26-year-old Tonye Iketubosin of Crown Heights allegedly raped an 18-year-old woman from Massachusetts early Saturday morning, and sexually assaulted another 18-year-old woman on October 25th at the park. According to Beau Sibbing, a Wisconsin resident who has been working in the kitchen at Zuccotti Park for the past three weeks, Iketubosin was banned from the park after word spread of the allegations; but he kept showing up, and on Tuesday night, "a whole bunch of people came and made him leave the park. Then the NYPD picked him up. I wasn't sure if it was for his own safety or if he was being arrested."

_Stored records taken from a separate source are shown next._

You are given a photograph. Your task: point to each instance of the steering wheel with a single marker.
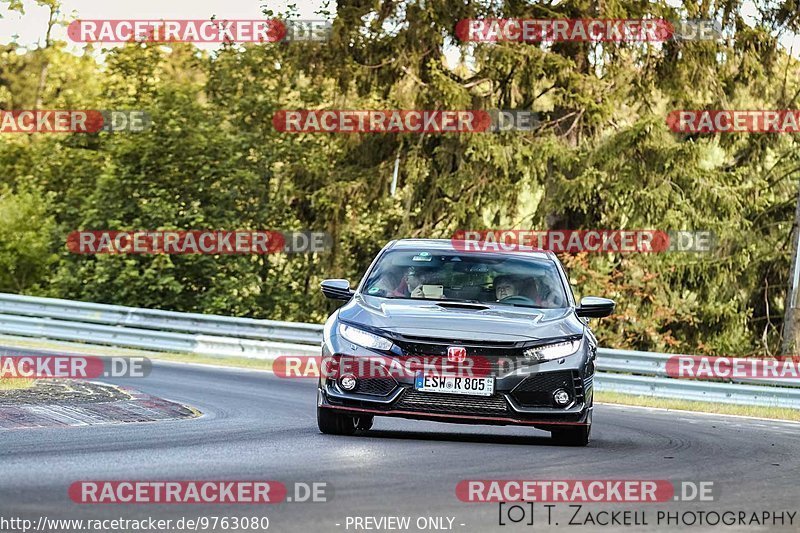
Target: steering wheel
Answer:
(517, 300)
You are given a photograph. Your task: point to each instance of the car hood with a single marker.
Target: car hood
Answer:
(421, 318)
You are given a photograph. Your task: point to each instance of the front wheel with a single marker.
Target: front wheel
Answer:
(332, 423)
(578, 436)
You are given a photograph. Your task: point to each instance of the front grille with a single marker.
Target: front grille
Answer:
(433, 402)
(537, 390)
(375, 386)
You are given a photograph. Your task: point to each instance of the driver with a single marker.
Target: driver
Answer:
(505, 287)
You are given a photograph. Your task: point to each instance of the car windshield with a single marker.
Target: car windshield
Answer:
(474, 278)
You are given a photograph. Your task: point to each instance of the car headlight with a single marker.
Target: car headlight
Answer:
(552, 351)
(364, 338)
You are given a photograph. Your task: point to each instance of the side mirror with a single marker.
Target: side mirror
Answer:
(594, 307)
(337, 289)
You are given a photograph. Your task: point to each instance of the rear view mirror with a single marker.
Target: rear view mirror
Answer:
(594, 307)
(337, 289)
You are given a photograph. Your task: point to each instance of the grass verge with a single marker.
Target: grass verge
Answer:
(778, 413)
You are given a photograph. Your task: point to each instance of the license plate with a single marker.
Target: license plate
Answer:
(454, 384)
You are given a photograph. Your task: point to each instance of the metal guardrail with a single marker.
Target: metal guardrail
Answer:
(625, 371)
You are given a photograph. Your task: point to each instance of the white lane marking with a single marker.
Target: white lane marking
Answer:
(777, 422)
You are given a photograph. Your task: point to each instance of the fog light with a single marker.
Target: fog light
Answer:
(561, 397)
(348, 382)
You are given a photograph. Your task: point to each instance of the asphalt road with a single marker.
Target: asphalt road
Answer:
(256, 426)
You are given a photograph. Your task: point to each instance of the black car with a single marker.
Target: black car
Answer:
(436, 332)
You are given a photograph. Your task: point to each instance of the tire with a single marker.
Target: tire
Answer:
(332, 423)
(578, 436)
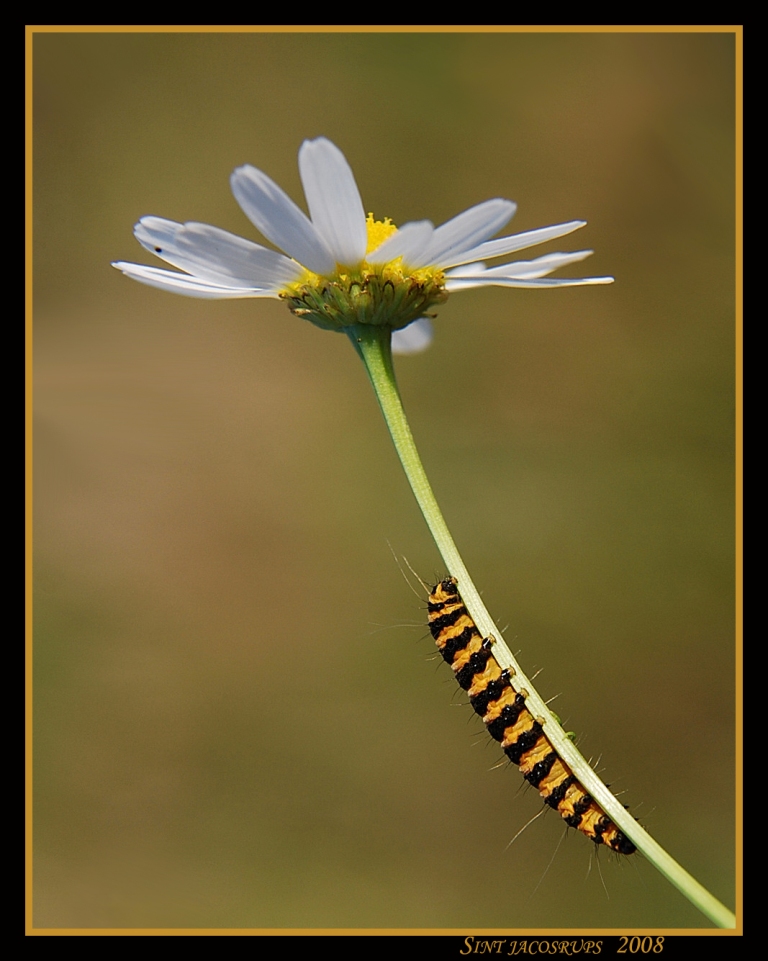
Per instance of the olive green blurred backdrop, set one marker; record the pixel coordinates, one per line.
(239, 721)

The mayor called the occupiers' version of vigilante justice "disturbing," and was asked if he was "very" concerned about the practice: "'Very' understates it. It is a very high priority. We have an obligation to protect everybody in the city." He added that recent developments have left Brookfield Properties, who owns the park, "very concerned" about what's happening there: "They are clearly worried about their liability and we are dealing with them all the time," he said.
Yesterday, after a group of lower Manhattan politicians petitioned him to crack down on quality-of-life infractions. Bloomberg told reporters that OWS was wearing out its welcome, and "no one should think that we won't take actions that we think are appropriate when we think they are appropriate."